Thursday, May 04, 2006

Why do we do that?.............................

A few days ago, I had a conversation with someone that was upset. Seems one of her co-workers called in sick, because she couldn't sleep the night before. The upset person's take on the situation was "I haven't sleep IN THREE YEARS, and I have NEVER called in sick because of it!"

Day before yesterday, a different person was commenting on the same type of thing. She was questioning someone's "poor me" attitude. Wondering out loud why she was able to "Muster on" in the face of adversity, and the other person seemed to receive support to fall apart, letting others take over her responsibilities.
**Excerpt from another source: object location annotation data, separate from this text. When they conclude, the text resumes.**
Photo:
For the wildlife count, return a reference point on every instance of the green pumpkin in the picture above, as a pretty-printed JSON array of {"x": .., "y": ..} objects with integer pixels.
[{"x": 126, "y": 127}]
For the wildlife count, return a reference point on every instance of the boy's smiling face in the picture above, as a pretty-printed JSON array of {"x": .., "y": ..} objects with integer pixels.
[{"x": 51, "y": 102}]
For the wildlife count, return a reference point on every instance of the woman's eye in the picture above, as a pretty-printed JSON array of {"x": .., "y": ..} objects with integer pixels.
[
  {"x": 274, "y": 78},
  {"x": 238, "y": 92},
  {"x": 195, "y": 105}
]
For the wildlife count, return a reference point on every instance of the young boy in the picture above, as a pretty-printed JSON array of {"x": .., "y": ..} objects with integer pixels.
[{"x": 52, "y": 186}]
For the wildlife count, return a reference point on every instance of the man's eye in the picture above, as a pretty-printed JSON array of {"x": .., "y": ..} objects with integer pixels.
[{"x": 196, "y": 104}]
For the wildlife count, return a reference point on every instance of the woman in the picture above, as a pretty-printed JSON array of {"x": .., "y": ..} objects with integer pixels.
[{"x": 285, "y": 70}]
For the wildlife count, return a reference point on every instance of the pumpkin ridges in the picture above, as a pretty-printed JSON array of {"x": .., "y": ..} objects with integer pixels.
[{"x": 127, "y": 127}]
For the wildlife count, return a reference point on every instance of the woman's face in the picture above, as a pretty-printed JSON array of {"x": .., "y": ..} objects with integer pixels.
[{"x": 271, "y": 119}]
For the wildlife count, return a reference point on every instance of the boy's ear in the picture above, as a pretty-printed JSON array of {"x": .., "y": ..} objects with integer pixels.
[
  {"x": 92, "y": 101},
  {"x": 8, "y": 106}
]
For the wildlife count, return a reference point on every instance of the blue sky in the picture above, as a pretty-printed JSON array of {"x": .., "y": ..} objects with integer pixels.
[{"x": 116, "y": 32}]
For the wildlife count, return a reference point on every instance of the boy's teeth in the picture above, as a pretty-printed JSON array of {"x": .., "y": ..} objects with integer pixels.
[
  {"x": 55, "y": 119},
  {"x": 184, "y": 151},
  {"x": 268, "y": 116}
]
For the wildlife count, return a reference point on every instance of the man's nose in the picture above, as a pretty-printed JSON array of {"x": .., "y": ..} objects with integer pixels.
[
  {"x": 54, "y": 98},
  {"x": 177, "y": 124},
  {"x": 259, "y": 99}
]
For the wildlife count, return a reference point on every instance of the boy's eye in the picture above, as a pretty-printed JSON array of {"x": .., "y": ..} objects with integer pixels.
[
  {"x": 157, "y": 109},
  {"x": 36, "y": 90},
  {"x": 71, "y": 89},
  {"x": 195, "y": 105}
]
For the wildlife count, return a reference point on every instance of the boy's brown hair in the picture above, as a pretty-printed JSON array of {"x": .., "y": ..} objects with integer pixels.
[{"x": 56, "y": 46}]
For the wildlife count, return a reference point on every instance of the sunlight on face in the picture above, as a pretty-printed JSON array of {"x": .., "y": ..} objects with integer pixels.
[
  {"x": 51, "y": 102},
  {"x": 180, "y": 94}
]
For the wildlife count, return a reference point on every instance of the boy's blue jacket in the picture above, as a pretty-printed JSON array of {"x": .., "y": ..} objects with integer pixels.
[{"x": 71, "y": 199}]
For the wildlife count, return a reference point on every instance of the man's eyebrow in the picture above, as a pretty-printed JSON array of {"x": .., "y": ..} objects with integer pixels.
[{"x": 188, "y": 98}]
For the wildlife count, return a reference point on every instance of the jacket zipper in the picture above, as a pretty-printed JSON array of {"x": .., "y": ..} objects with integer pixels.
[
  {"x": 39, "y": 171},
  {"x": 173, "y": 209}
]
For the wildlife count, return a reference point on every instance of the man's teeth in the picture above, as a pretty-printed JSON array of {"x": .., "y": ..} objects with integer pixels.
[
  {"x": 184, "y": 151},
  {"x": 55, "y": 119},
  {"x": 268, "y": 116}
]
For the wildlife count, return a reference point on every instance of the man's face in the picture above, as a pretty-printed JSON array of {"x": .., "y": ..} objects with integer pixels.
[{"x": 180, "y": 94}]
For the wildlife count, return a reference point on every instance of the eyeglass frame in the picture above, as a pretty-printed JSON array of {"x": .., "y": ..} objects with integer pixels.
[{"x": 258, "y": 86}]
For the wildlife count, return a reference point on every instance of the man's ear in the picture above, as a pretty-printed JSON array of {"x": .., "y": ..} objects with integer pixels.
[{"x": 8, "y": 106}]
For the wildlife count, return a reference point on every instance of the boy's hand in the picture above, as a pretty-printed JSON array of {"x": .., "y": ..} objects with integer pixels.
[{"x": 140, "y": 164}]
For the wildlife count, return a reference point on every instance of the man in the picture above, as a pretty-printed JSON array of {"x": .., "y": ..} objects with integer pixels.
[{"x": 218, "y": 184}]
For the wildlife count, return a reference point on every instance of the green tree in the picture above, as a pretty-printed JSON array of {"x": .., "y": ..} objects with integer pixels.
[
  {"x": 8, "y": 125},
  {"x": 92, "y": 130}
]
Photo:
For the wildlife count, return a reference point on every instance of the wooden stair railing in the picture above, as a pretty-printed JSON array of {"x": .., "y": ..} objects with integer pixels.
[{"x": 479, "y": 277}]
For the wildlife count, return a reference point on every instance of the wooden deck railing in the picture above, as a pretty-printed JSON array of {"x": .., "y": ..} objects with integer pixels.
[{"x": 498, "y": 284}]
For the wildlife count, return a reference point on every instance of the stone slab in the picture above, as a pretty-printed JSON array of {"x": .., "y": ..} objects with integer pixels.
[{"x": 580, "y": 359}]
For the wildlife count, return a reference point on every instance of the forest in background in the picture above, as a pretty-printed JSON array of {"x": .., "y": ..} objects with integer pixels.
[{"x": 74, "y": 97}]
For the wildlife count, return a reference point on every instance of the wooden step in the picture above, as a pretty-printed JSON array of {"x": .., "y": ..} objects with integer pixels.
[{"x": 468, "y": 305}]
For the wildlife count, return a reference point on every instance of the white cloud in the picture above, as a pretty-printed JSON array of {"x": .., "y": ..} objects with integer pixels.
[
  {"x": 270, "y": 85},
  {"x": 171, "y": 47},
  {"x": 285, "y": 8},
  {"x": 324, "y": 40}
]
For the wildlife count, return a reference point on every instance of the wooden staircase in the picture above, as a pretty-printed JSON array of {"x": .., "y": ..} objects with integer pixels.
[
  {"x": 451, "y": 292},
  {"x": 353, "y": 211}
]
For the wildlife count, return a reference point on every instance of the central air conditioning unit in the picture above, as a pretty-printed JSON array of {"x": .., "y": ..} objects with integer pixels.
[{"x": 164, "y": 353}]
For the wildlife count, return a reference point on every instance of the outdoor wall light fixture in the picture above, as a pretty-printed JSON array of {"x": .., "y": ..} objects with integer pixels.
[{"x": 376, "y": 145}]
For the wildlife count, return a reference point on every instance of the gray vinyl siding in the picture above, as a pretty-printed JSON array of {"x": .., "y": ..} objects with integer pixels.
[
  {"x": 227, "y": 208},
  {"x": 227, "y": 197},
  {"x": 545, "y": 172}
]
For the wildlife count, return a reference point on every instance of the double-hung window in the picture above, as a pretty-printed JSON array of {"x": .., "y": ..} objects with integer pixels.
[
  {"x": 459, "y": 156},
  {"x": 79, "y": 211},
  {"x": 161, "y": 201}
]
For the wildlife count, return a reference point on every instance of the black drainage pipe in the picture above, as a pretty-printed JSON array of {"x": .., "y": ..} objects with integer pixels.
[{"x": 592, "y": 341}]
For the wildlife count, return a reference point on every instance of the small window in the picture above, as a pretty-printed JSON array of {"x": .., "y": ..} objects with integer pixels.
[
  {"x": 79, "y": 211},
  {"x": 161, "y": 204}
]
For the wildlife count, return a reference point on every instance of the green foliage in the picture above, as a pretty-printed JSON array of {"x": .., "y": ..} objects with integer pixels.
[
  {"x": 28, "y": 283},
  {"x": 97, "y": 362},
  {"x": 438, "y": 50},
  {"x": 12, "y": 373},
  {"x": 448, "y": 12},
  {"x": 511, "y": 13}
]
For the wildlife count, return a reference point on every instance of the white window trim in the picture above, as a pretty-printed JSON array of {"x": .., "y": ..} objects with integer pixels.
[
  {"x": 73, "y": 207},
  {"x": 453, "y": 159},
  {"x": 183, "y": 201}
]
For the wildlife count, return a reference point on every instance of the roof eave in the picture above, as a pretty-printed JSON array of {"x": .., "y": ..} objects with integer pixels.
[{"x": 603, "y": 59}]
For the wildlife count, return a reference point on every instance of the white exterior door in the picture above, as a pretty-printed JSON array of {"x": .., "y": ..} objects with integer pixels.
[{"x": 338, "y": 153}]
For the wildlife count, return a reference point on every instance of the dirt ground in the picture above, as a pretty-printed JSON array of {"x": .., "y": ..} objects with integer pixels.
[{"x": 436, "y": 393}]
Yesterday, I woke up with an extreamely stiff neck. I had no range of motion to the left without shooting pain, and very limited up and down movement. Regardless of my pain, residents still needed to be washed, dressed, fed, walked, etc... I remember thinking, "Sick day? What's a sick day?" as I was feeling sorry for myself. That is one problem with being your own boss I guess. I also began thinking just what it might take for me to ask for help and stay in bed.

Why is it that some of us have an easier time asking for assistance than others? Why do some of us opt to take care of everything we can, sometimes up to the point of doing so much that our body finally rebels against our efforts and becomes ill? In the midst of our "slaving away" why do we look around us and condemn the choices of others? There has been many times that I voiced jealousy about what I perceived as someones "easy life." What is really going on with these feelings?
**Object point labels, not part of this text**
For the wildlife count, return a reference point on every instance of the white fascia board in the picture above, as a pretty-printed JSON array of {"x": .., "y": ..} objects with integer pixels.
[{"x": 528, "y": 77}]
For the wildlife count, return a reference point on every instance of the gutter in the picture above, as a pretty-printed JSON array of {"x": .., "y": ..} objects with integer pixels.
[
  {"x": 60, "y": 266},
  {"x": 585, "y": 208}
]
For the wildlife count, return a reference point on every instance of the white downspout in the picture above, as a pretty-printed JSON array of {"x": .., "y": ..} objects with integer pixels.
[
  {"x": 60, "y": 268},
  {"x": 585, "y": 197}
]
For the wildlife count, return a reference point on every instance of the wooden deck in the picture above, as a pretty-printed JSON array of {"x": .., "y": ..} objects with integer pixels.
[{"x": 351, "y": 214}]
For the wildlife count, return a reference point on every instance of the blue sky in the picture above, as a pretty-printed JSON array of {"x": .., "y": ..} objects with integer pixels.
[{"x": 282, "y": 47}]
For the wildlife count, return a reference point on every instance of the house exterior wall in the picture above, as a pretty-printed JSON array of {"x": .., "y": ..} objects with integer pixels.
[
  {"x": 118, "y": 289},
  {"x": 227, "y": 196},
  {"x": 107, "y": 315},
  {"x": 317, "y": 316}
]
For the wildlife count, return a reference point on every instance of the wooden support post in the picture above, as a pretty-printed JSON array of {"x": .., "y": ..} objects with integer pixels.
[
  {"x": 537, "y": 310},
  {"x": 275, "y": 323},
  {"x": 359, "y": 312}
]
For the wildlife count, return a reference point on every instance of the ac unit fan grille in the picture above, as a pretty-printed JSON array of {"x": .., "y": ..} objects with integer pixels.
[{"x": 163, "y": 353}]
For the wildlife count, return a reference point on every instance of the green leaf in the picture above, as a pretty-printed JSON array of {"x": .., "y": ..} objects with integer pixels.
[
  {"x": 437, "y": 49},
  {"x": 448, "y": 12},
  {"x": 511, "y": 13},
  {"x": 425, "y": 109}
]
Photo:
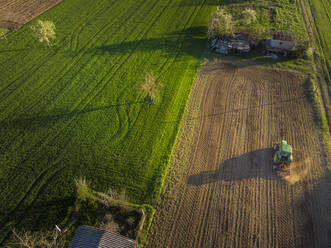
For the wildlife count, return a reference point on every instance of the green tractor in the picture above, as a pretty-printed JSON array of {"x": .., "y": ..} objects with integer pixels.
[{"x": 282, "y": 156}]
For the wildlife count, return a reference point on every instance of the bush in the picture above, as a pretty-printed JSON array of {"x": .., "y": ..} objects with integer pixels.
[{"x": 221, "y": 24}]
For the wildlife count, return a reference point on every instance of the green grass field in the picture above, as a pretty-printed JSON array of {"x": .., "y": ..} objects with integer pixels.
[
  {"x": 76, "y": 109},
  {"x": 321, "y": 10}
]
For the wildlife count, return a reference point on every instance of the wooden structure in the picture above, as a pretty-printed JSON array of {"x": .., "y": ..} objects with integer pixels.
[{"x": 282, "y": 41}]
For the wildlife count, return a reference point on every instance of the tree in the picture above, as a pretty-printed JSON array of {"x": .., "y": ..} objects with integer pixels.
[
  {"x": 44, "y": 31},
  {"x": 221, "y": 24},
  {"x": 248, "y": 16}
]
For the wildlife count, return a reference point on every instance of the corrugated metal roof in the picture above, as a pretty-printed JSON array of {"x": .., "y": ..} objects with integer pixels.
[
  {"x": 283, "y": 36},
  {"x": 91, "y": 237}
]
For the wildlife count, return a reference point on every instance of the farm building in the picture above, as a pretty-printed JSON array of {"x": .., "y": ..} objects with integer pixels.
[
  {"x": 91, "y": 237},
  {"x": 230, "y": 46},
  {"x": 281, "y": 41}
]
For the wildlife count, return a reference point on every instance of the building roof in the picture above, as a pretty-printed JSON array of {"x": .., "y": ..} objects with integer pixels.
[
  {"x": 90, "y": 237},
  {"x": 283, "y": 36}
]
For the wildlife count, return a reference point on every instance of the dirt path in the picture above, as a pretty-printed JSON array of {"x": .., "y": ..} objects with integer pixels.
[
  {"x": 15, "y": 13},
  {"x": 221, "y": 190}
]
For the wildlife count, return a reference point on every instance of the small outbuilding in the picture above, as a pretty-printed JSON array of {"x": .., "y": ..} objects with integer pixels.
[
  {"x": 91, "y": 237},
  {"x": 282, "y": 41}
]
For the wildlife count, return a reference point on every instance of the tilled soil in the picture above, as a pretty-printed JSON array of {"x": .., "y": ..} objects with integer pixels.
[
  {"x": 15, "y": 13},
  {"x": 221, "y": 190}
]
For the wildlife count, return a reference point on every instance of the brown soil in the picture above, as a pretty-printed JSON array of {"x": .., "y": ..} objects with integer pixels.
[
  {"x": 15, "y": 13},
  {"x": 221, "y": 190}
]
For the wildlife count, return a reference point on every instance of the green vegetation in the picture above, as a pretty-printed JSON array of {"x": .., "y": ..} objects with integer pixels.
[
  {"x": 3, "y": 30},
  {"x": 76, "y": 109},
  {"x": 44, "y": 31},
  {"x": 321, "y": 10},
  {"x": 272, "y": 15}
]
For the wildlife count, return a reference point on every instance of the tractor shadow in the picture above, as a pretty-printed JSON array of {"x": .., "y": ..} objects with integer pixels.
[{"x": 255, "y": 164}]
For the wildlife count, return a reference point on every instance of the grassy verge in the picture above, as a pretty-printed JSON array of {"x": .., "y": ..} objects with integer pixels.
[{"x": 76, "y": 109}]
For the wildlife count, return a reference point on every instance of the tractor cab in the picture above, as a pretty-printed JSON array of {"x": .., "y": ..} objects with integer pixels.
[{"x": 282, "y": 156}]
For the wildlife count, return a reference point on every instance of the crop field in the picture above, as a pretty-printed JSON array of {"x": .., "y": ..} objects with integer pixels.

The last time I checked, bondage has been out-lawed. No one holds a gun to my head to get me to do the things I do, and make the choices I make. If I really felt the need to have someone stand in for me yesterday, I could have found someone. I really never let that idea be an option. (And....... After yesterday's no excuses blog, I didn't let my stiff neck stop me from running either. I think the jaring motion actually helped to loosen up the muscles a little bit.) Did anybody criticize me for my choices? (If they did, they didn't say it out loud.) Why then, am I so quick to pass judgement on another's choices?
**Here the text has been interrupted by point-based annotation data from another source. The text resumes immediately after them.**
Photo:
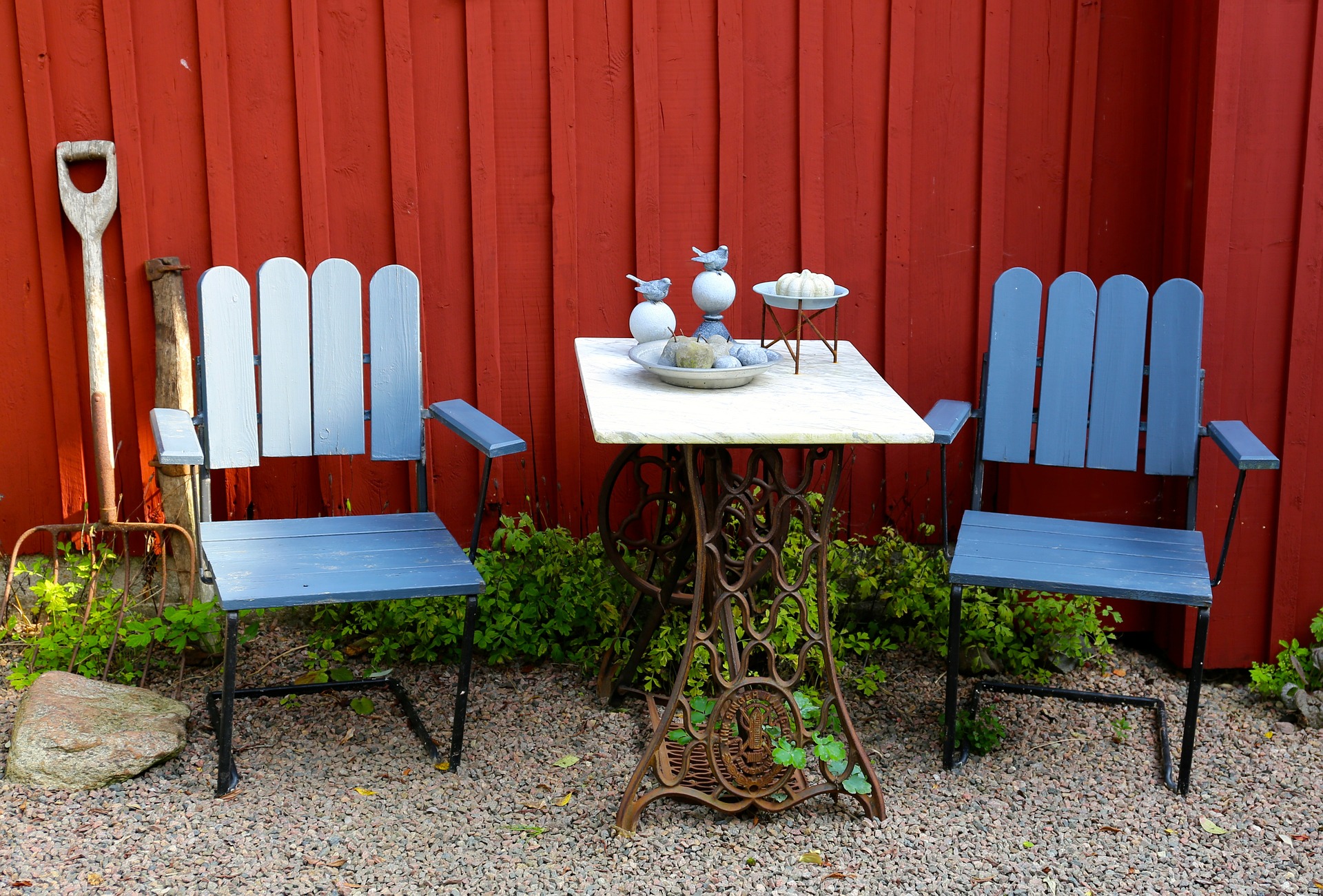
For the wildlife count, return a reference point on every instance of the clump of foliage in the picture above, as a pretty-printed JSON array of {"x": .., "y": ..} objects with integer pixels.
[
  {"x": 69, "y": 621},
  {"x": 1295, "y": 667},
  {"x": 552, "y": 596},
  {"x": 549, "y": 596},
  {"x": 983, "y": 733}
]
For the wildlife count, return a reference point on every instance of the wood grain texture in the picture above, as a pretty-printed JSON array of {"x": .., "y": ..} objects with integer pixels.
[
  {"x": 486, "y": 251},
  {"x": 1084, "y": 101},
  {"x": 1174, "y": 362},
  {"x": 286, "y": 349},
  {"x": 565, "y": 254},
  {"x": 229, "y": 391},
  {"x": 396, "y": 371},
  {"x": 1304, "y": 382},
  {"x": 338, "y": 358},
  {"x": 647, "y": 126},
  {"x": 60, "y": 320},
  {"x": 1012, "y": 366},
  {"x": 404, "y": 164},
  {"x": 1067, "y": 371},
  {"x": 812, "y": 175},
  {"x": 135, "y": 461},
  {"x": 1118, "y": 373}
]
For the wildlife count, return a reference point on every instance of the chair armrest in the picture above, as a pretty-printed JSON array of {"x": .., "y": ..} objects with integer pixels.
[
  {"x": 477, "y": 428},
  {"x": 946, "y": 419},
  {"x": 176, "y": 440},
  {"x": 1241, "y": 446}
]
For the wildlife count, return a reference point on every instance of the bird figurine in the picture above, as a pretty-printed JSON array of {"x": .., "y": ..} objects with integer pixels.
[
  {"x": 651, "y": 320},
  {"x": 713, "y": 291},
  {"x": 651, "y": 290},
  {"x": 713, "y": 260}
]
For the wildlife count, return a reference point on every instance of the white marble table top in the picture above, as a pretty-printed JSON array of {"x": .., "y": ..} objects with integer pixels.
[{"x": 826, "y": 404}]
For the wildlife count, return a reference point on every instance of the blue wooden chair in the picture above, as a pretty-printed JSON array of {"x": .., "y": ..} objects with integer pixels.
[
  {"x": 1088, "y": 414},
  {"x": 313, "y": 404}
]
I could give you all kinds of examples in which I felt my needs were not met when I ask for help, and this is why I don't bother now. Pretty much this would just lead back to me being the ultimate control freak....... "Help me! But make darn sure you help me EXACTLY like I want to be helped or it will count against you." And yet isn't it my right to get my needs addressed in a way that fullfills me? Oh right! This is life, not a fairy tale.....................

When I was a child, nothing I did was good enough, and was always criticized. When my kids were growing up, I had to learn that if I ask for their help I needed to either tell them "I wanted the house cleaned Mom's way," (example: take the items off the table to dust, and vacuum under things not just around them.) or shut up about the job they did. I learned to shut up most of the time, and take advantage of special occasions (my birthday, mother's day, and Santa is coming in less than a week, and he doesn't leave presents at dirty houses!)

Not that long ago, (my) Mister was down with back pain. I took care of him, just like I would have liked to be taken care of. (And received no complaints about the service from him by the way.) I remember, when he was getting better, telling him that he should be taking notes in his planner as to what I did for him, as it would make a perfect primer to follow the next time I was sick. Telling that to a friend, her reply was, "My favorite is when I am so sick I can't even lift my head off the pillow and one of my family members comes in and ask when I am going to make dinner!" I don't have it that bad, but it would be nice if my family could figure out that when I am sick in bed I really don't care what kind of fruit and/or veggies they serve. If we are out of toilet paper, Kleenex will do in a pinch, and who's socks are whos can wait until I am feeling better. Can any of you relate to what I am saying? Maybe we should all put our heads together and come up with the top twenty-five things to do or NOT DO (Or two lists with twenty-five things to do AND not do.) when mom isn't feeling well. Maybe later...... Right now someone needs me to do something for them!